People can learn the basics of Python in a weekend, but even senior engineers take some non-trivial time to onboard to how a sufficiently complicated and interconnected system works, team works style and dynamics, and repo/project layout and organization.

I agree with you for the most part, but there are a huge amount of employers that simply won't look at you without a degree.
> there are a huge amount of employers that simply won't look at you without a degree.

I wish that was always the case, but not the way you initially read it. I WISH they wouldn't look at me if they cared that much.

I've had 4 interviews at places with "degree required" but been told to ignore it by the people recommending me. I explicitly state I don't have one in my resume, to the initial recruiter screen, and anyone else that will listen.
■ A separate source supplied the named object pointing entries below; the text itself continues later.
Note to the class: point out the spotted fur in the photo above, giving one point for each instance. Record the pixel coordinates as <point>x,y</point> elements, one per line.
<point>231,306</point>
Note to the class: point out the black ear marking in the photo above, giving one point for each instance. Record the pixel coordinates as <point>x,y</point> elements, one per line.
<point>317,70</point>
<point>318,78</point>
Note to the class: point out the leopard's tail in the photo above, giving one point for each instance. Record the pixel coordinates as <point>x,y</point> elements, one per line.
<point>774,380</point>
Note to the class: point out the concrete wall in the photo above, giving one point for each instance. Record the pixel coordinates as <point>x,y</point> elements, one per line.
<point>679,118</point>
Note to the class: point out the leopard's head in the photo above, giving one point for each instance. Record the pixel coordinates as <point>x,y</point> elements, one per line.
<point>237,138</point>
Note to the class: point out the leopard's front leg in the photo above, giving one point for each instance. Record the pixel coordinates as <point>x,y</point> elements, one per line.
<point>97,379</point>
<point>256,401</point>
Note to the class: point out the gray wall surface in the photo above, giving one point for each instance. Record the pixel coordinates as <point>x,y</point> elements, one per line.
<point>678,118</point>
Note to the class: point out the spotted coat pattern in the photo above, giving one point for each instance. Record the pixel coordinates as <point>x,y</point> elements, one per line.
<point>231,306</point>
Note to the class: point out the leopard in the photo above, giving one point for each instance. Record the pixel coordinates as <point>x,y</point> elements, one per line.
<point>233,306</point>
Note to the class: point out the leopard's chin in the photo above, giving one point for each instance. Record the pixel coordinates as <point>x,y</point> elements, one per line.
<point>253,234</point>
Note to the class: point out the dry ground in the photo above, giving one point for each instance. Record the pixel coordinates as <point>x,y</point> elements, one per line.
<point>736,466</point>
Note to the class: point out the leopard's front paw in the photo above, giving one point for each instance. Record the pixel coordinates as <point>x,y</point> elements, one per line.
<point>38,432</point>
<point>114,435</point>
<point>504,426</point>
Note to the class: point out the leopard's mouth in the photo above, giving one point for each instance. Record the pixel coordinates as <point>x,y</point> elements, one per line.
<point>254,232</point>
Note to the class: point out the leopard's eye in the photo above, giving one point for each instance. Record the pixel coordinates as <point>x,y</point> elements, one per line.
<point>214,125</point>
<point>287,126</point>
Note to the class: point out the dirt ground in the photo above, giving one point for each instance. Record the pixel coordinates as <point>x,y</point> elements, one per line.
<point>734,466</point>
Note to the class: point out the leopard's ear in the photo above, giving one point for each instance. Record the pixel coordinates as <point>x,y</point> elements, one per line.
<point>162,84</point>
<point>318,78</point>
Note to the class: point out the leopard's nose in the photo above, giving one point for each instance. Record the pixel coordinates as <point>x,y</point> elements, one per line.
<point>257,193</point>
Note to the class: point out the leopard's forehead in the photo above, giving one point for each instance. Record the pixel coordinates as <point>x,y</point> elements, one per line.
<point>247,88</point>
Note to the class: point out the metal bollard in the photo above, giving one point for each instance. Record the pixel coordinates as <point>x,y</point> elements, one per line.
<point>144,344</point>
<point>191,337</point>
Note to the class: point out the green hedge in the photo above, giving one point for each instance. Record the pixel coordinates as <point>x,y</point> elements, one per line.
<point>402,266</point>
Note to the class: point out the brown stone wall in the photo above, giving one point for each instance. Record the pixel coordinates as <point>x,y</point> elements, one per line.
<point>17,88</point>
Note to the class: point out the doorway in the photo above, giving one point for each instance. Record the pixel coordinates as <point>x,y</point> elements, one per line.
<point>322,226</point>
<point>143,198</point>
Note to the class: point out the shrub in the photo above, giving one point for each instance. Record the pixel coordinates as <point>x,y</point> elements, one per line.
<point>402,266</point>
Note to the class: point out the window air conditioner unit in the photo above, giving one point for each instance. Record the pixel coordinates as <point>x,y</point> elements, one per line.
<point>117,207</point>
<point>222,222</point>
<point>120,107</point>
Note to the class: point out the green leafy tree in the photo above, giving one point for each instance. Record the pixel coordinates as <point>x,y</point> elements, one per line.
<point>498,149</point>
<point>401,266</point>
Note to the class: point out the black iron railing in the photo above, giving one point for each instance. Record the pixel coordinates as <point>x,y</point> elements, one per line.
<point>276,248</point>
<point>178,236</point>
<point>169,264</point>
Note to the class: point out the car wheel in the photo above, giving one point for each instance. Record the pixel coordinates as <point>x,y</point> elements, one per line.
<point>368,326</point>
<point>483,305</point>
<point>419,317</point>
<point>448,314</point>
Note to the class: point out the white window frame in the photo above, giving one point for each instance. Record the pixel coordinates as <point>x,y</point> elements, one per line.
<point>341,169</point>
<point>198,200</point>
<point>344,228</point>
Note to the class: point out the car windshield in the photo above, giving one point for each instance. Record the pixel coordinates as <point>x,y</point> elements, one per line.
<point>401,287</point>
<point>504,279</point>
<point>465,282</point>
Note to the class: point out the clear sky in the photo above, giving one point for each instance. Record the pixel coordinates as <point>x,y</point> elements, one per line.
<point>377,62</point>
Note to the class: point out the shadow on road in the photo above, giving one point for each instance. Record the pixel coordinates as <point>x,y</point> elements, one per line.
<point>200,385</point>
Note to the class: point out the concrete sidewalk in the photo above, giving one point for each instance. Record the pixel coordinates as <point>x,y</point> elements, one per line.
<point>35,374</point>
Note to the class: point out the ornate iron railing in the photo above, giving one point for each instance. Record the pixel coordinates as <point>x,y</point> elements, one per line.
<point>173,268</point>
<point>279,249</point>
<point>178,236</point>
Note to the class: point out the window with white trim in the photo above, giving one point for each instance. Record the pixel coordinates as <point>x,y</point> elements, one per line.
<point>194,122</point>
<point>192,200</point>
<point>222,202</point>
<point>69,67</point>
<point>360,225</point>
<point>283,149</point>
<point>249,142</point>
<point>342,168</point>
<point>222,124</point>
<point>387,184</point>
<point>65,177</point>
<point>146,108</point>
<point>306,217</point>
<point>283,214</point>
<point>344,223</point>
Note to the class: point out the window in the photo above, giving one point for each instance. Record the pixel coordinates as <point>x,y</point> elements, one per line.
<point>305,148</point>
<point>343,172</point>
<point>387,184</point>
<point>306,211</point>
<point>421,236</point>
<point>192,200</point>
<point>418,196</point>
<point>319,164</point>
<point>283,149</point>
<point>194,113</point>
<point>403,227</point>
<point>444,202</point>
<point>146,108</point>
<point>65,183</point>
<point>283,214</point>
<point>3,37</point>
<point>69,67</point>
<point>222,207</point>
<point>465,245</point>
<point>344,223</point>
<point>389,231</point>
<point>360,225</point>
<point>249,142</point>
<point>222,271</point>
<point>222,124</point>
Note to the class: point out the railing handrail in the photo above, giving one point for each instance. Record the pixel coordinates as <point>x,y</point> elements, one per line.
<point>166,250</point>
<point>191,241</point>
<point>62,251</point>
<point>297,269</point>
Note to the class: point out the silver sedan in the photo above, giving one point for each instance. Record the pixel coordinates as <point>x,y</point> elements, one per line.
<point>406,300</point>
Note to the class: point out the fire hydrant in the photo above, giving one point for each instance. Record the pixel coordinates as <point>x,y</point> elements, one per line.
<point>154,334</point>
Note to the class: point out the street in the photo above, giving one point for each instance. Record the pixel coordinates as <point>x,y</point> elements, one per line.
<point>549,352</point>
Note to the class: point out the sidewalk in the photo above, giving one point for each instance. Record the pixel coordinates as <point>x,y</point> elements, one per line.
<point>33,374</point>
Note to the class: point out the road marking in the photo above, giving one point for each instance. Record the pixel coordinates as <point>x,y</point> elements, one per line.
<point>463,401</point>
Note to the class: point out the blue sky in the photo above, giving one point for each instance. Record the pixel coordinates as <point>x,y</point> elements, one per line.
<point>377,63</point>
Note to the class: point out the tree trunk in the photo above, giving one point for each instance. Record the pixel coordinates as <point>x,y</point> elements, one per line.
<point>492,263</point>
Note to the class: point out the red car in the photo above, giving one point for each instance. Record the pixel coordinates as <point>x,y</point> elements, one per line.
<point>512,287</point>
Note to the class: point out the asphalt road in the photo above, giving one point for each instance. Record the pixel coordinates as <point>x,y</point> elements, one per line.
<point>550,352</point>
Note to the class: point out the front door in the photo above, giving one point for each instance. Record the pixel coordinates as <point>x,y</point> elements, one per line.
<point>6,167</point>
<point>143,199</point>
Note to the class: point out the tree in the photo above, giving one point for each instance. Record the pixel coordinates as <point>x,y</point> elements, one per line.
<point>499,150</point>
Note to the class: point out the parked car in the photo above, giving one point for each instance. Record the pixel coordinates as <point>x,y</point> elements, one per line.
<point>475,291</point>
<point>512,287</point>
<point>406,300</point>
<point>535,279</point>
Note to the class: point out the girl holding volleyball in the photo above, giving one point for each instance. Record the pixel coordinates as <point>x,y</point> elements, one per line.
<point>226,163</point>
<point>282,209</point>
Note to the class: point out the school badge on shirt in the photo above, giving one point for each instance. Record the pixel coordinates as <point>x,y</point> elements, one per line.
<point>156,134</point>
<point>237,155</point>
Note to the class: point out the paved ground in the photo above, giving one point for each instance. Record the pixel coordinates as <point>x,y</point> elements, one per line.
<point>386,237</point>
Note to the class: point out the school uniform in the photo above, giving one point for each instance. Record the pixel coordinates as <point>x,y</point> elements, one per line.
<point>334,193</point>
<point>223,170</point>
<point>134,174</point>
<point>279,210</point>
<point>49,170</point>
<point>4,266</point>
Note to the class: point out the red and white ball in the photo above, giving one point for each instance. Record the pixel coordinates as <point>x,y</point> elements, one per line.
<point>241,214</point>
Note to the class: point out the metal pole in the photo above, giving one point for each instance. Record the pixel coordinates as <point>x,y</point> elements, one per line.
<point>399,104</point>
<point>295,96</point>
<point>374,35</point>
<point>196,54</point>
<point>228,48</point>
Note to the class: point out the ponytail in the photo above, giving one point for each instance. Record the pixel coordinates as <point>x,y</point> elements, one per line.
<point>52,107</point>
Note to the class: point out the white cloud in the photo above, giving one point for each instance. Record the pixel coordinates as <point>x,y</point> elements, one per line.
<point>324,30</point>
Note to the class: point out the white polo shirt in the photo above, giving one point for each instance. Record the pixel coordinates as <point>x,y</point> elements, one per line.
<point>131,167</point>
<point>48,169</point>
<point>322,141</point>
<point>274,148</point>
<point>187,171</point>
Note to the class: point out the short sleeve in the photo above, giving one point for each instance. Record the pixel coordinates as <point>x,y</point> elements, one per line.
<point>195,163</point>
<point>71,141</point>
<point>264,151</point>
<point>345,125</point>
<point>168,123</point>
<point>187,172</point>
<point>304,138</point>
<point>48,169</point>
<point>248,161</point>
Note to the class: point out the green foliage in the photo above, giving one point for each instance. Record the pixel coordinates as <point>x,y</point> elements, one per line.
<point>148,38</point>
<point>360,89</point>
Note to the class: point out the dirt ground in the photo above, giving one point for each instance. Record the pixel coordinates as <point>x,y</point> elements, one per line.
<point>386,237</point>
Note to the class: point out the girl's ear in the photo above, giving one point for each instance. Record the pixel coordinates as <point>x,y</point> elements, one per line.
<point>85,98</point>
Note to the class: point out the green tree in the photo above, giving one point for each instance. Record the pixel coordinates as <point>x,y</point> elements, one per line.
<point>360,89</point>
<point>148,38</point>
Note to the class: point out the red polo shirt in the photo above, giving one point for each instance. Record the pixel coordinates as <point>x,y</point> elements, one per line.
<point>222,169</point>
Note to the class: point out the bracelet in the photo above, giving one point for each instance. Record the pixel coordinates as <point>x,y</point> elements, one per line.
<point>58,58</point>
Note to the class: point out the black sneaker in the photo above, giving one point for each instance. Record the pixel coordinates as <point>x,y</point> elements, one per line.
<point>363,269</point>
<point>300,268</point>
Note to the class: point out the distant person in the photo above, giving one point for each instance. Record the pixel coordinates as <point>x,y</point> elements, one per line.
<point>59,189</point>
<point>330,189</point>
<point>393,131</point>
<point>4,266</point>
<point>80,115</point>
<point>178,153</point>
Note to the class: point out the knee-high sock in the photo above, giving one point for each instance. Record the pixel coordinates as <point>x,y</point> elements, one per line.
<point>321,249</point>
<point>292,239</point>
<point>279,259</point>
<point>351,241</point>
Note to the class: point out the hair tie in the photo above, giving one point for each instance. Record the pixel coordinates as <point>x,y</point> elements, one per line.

Only one of them actually mentioned it at the initial screen and said they were firm on it.

The rest of them have ended during negotiations, with someone in HR saying something like "oh you don't have a degree?" and all communication instantly being dropped.

Yeah that’s not been my experience, that’s just what they put on the req.
I should probably mention that my post (GP of this one) was in part referring to the requirements of “B.S. or equivalent industry experience” which has been a much welcomed trend. This signals there is room for discretion on the part of the hiring manager.
I don’t think it’s discretion so much as an understanding of the uselessness of undergraduate degrees in this industry.
> FAANGs are slowing down hiring because they used PPP money to overhire and are now trimming down the fat.

Do you have any evidence that any FAANGs took PPP money to overhire? I searched the PPP loan datasets (using fairly terrible online tools) and couldn't find any instances that would be aligned with your claim above. Did I miss some?

FAANGs overhired because they incorrectly assumed that the lockdown-induced revenue increase was the new normal.